Characters: 的,一,是,不,了,在,人,有,我,他,这,个,们,中,来,上,大,为,和,国,地,到,以,说,时,要,就,出,会,可,也,你,对,生,能,而,子,那,得,于,着,下,自,之,年,过,发,后,作,里,用,道,行,所,然,家,种,事,成,方,多,经,么,去,法,学,如,都,同,现,当,没,动,面,起,看,定,天,分,还,进,好,小,部,其,些,主,样,理,心,她,本,前,开,但,因,只,从,想,实 Total Dictionary Lookups (with assumption): 101,000,100 Total Dictionary Entries Found: 1128 Percentage of Words Found: 0.001% Ratio of characters to words: 1:11.26 Total Computing Time Before Index: NA Total Computing Time After Index: 31min

Things seemed to have escalated quickly. I did over 101,000,100 (yes, that 100 million!) dictionary lookups. Through some more heuristics of character combinations I could’ve brought that number down, but I’m not a pro on natural language processing just yet. You’ll also need to do quite the analysis.

Besides the big numbers involved. I’m glad we finally crossed the 1000 word mark.

Furthermore, the ratio of characters to words from 50 to 100 characters went up by 73%. From 25 to 50 that increase was closer to a 53.7% increase. It would be interesting to see this ratio played out across higher ranges (200 characters, 400 characters, 800 characters) to see if there is a similar exponential trend.

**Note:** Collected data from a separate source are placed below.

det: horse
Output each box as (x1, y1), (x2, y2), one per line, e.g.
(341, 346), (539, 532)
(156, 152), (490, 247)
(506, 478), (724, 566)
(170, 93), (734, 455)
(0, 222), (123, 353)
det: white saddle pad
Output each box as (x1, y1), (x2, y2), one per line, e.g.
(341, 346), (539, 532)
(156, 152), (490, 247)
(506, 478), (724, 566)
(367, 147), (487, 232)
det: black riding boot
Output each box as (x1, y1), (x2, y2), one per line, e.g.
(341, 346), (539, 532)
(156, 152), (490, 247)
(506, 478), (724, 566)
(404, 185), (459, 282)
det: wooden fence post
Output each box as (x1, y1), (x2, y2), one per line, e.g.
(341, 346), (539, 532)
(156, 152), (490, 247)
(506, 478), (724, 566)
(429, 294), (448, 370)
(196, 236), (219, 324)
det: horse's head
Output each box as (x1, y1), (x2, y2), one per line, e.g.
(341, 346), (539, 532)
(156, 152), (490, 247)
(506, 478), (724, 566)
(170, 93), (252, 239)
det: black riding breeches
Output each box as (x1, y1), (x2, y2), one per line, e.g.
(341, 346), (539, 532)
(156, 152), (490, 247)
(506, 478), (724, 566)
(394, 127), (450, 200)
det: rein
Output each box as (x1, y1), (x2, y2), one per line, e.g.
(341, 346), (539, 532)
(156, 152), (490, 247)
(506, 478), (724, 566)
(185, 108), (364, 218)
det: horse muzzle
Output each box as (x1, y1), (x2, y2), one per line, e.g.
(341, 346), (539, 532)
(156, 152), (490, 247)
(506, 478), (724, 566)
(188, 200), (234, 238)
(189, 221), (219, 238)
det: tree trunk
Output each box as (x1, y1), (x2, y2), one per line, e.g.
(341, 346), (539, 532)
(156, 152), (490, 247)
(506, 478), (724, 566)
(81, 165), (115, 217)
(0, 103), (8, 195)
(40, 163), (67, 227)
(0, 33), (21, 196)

There are quite a few four character words that popped up. Here are my favourites: 有人想你 (bless you!), 自我实现 (Maslow’s Hierarchy of Needs), 自然而然 (Involuntarily) and 同道中人 (Kindred Spirit).

Other Findings

I decided to run further analysis on the 1128 words that were generated with the 100 characters. Here’s some interesting stats:

Characters that start the most words: 不 (59 words), 大 (47 words) and then surprisingly 自 (30). Number of two character words: 785 Number of three character words: 180 Number of four character words: 63 New order of character frequency based on only the words generated (highest to lowest): 不,人,大,一,家,有,事,心,来,得,学,中,上,下,自,当,生,理,好,地,分,道,子,行,看,时,天,出,说,国,过,成,年,小,面,要,用,本,对,会,为,法,想,多,动,前,是,方,在,所,作,了,起,样,然,同,发,以,个,没,可,能,开,定,这,着,现,从,主,实,之,去,到,后,部,进,的,而,种,就,如,那,我,只,些,于,里,因,其,经,都,还,和,么,们,你,他,但,也,她

It’s interesting to look at the new frequency of the characters. Like, 他, which places among the highest in frequency according to Junda’s corpus, which takes a lot of novels and texts into account, is now lowest among the 100 most characters only based on the frequency of vocabulary.

One could almost say that there are two kinds of character frequencies: frequency of occurrence in texts vs frequency of occurrence in vocabulary. I wonder if there are interesting correlations to be made here. Maybe if we one wants to be efficient in learning Chinese characters, one needs to look at both frequencies, because they both can create good angles of approach.

We all have learned 他, 她 and 你 as some of the first characters we encounter. It makes sense. So looking at frequency only isn’t the necessarily the best approach, but I think there are definitely interesting ways to use frequency to your advantage.

Like, 不, here above for example. It is high in both frequencies and has created the most words, thus it is awesome character.

Conclusion

It was a fun experiment. Perhaps there are interesting experiments like this to be made. Most of words are obscure though. I’m not sure of their usefulness, like 成说 (accepted theory or formulation), 天年 (Natural Life Span), 心经 (The Heart Sutra) and 地心说 (geocentric theory) among many others.

I was curious to see how many words there are actually when one takes the most frequent characters. To think about it, if you know 100 characters, you could potentially know 1128 words. That’s kinda cool. Whether that translates to useful words, like I mentioned above, is probably not likely.

Ultimately, it would be really cool to take one’s own character knowledge and compute that. Unfortunately, it’s hard to get that exact knowledge (perhaps from Anki or Skritter?), but also to do those potential vocabulary lookups past 100 characters can get very very expensive in computation.

I’ll see if I can create a little app that looks up character combinations for characters a user manually provides.

Anyhoo, here is the list of all the words per character category (10, 25, 50 and 100) + all four character combinations: Google Doc Link. Have fun!

EDIT: I got a comment on reddit (and here) from Rob who also did a similar experiment. He used the most frequent characters from Harry Potter up to 6000 characters! Check the data here. Awesome stuff.